KOR South - 1st Round
Location: Cartersville, GA
Surface / Format: Rails/Carpet/MWPP
Event Organizer: Gary Baslor
Chief Judge: Matt House
Sponsor(s): 
Prize(s): Medallions & Trophies
Weigh-ins: 7:30-9:30am
Start Time: 10:00am
Fees: $20.00 per dog

Directions: I-75 Exit 288, go west to 2nd traffic light. Turn right onto US 41 north. At 2nd traffic light turn left onto MLK Jr. Drive.
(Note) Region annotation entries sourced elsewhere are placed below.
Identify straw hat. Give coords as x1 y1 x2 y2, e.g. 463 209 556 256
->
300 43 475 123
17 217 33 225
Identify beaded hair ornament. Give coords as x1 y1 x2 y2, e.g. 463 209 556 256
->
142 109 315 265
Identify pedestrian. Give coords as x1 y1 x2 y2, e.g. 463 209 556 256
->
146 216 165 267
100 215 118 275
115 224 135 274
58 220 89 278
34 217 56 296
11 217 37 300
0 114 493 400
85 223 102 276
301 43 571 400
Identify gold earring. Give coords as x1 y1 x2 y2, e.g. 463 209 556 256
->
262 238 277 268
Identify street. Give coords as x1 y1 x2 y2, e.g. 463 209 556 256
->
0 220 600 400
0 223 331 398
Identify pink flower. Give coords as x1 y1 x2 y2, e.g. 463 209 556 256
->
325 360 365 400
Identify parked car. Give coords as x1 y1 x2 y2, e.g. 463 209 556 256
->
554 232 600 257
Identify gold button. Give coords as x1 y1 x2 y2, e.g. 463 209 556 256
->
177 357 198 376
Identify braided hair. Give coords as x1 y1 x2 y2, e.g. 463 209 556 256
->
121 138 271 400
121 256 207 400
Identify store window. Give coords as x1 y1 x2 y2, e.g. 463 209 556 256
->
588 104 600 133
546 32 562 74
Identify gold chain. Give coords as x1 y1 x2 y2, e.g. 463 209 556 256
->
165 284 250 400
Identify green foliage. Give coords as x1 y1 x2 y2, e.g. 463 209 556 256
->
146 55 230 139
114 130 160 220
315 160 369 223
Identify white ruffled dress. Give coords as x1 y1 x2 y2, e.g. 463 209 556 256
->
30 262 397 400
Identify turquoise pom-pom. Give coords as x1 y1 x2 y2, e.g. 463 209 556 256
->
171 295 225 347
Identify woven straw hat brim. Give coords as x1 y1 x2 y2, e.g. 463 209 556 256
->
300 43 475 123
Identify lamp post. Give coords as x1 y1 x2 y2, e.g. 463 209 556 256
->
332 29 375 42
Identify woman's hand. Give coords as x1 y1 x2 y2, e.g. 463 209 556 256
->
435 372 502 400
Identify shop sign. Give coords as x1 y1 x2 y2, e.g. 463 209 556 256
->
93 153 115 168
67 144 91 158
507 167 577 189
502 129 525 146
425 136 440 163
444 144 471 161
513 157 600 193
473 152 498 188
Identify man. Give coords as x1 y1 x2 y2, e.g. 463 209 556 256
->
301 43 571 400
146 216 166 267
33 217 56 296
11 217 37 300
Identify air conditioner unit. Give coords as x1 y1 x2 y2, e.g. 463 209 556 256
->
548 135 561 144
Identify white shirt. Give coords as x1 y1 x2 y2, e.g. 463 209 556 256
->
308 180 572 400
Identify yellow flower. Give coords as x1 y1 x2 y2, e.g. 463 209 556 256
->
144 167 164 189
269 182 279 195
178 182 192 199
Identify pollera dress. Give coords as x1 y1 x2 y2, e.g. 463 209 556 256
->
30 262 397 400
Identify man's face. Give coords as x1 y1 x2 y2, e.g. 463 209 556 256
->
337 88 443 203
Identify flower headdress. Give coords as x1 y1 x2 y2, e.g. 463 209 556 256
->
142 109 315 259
Fairgrounds are ahead on left
Lodging: Ramada Inn - 770-382-1515 / Days Inn - 770-382-1824 / Quality Inn - 770-382-7011
Other Information: American Legion Carl Boyd Post 42 Fairgrounds

Address: 1 Rosevelt St
Cartersville, GA 30120


----------



## smith family kennels (Jan 10, 2009)

--------------------------------------------------------------------------------

so somebody on a weight pull board is calling out all GA and TN people that have UKC GR CH / CH dogs and saying to bring it down to this show and show what your dogs really are. Sooo I guess those that apply your being called out lol


----------



## StaffyDaddy (Mar 28, 2009)

I would love to be there, but can't make it! hope you guys post some good pics! I will be competing at KOTR Midwest in May!


----------



## [email protected] (Feb 12, 2010)

*Can't wait to that weekend comes *

I'll be there with a male, 60lb class.


----------



## Black Rabbit (Nov 14, 2009)

Awesome you guys better get some pics for us


----------